In 1982, the plaintiff East Hampton Livestock Corp. (hereinafter EHLC) received approval to subdivide a portion of its 28-acre farm located in Montauk, commonly known as Deep Hollow Ranch. As a condition to approval of its cluster development of four residential lots (see Town Law § 278 [formerly § 281]), EHLC agreed to set aside as open space the abutting 2.8219 acres of land (hereinafter the reserved area) and encumber the four lots, as well as the reserved area, with scenic and conservation easements. While EHLC currently retains title to the reserved area, all residential lot owners were granted rights under a declaration entitling them to the recreational use of the reserved area. The declaration was duly recorded, as was the grant of scenic and conservation easement.

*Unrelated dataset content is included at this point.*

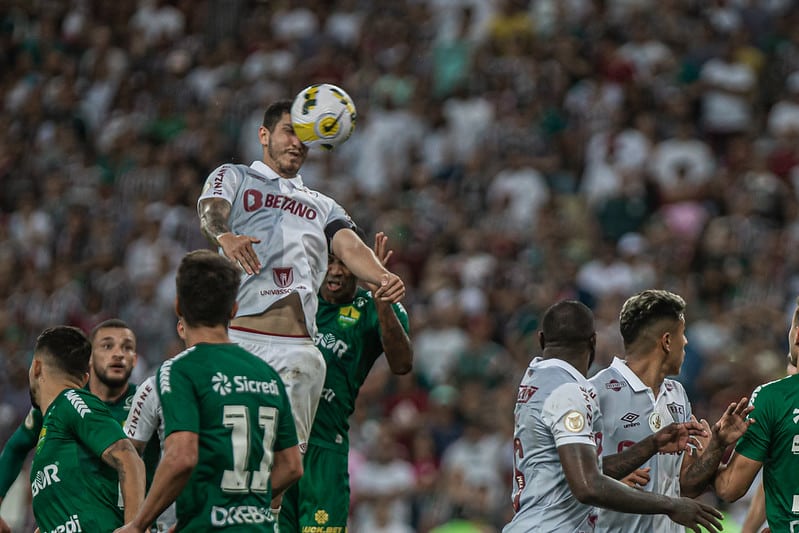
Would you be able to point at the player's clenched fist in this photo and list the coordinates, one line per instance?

Prior to June 2005, a certain fence, which existed prior to the subdivision, encroached upon the four lots and enclosed the easement area burdening the four lots, the 2.8219 acres comprising the reserved area, and EHLC’s residual 21 acres (hereinafter collectively the enclosed area). Prior and subsequent to the subdivision, this enclosed area was used by EHLC as pastureland for its grazing livestock. In June 2005 the owners of two of the four lots demanded that EHLC remove so much of the fence as encroached on their property. The lot owners also demanded *643that EHLC cease its use of the reserved area, relying on their rights under the declaration. EHLC responded by commencing this lawsuit asserting a cause of action for adverse possession against the owners of the four lots, claiming that any rights the defendants had to the reserved area were extinguished by its exclusive use and cultivation of the reserved area since 1982.

Following the issuance of an ex parte temporary restraining order, the plaintiff constructed a new fence located within the reserved area abutting the defendants’ property.

In the order appealed from, the Supreme Court, inter alia, granted the plaintiff’s motion for a preliminary injunction enjoining the defendants from interfering with the newly constructed fence and denied the defendants’ motion to dismiss the complaint.

Under RPAPL 522, a party seeking to obtain title by adverse possession on a claim not based upon a written instrument must show that the parcel was either “usually cultivated or improved” (RPAPL 522 [1]) or “protected by a substantial inclosure” (RPAPL 522 [2]). “In addition, a party must satisfy the common-law requirement of demonstrating that the possession of the parcel was hostile, under claim of right, open and notorious, exclusive, and continuous for a period of 10 years or more” (Oistacher v Rosenblatt, 220 AD2d 493, 494 [1995] [citations omitted]).

Here, the cause of action for adverse possession must fail as the plaintiffs use and possession of the reserved area never was hostile. Ever since the creation of the reserved area, the plaintiffs role in relation to those 2.8219 acres essentially has been one of trustee, maintaining the parcel “for the benefit of’ the residential lot owners (Matter of Kamhi v Planning Bd. of Town of Yorktown, 89 AD2d 111, 119 [1982], revd on other grounds 59 NY2d 385, 389 [1983]; Rice, Practice Commentaries, McKinney’s Cons Laws of NY, Book 61, Town Law § 278 [“Ownership and Maintenance of Open Space”], at 144; 15-157 Warren’s Weed, New York Real Property § 157.18). Accordingly, in the context of the unique facts of this case, the fact that title to the reserved area was reposed in EHLC is not indicative of hostile title. On the contrary, ownership in the reserved area cannot be secured by EHLC “without the unanimous consent of all persons having any interest therein” (5 Rathkopf, Zoning and Planning § 90:49 [4th ed]), since upon the filing of the subdivision and the approvals thereto, EHLC held title not in its corporate capacity, but as a fiduciary for all lots benefitting from the reserved area.

Accordingly, that branch of the defendants’ motion which was *644to dismiss the complaint pursuant to CPLR 3211 (a) (1) insofar as asserted against the appellants should have been granted, and the plaintiffs motion for injunctive relief denied as academic. Lifson, J.E, Florio, Garni and Belen, JJ., concur.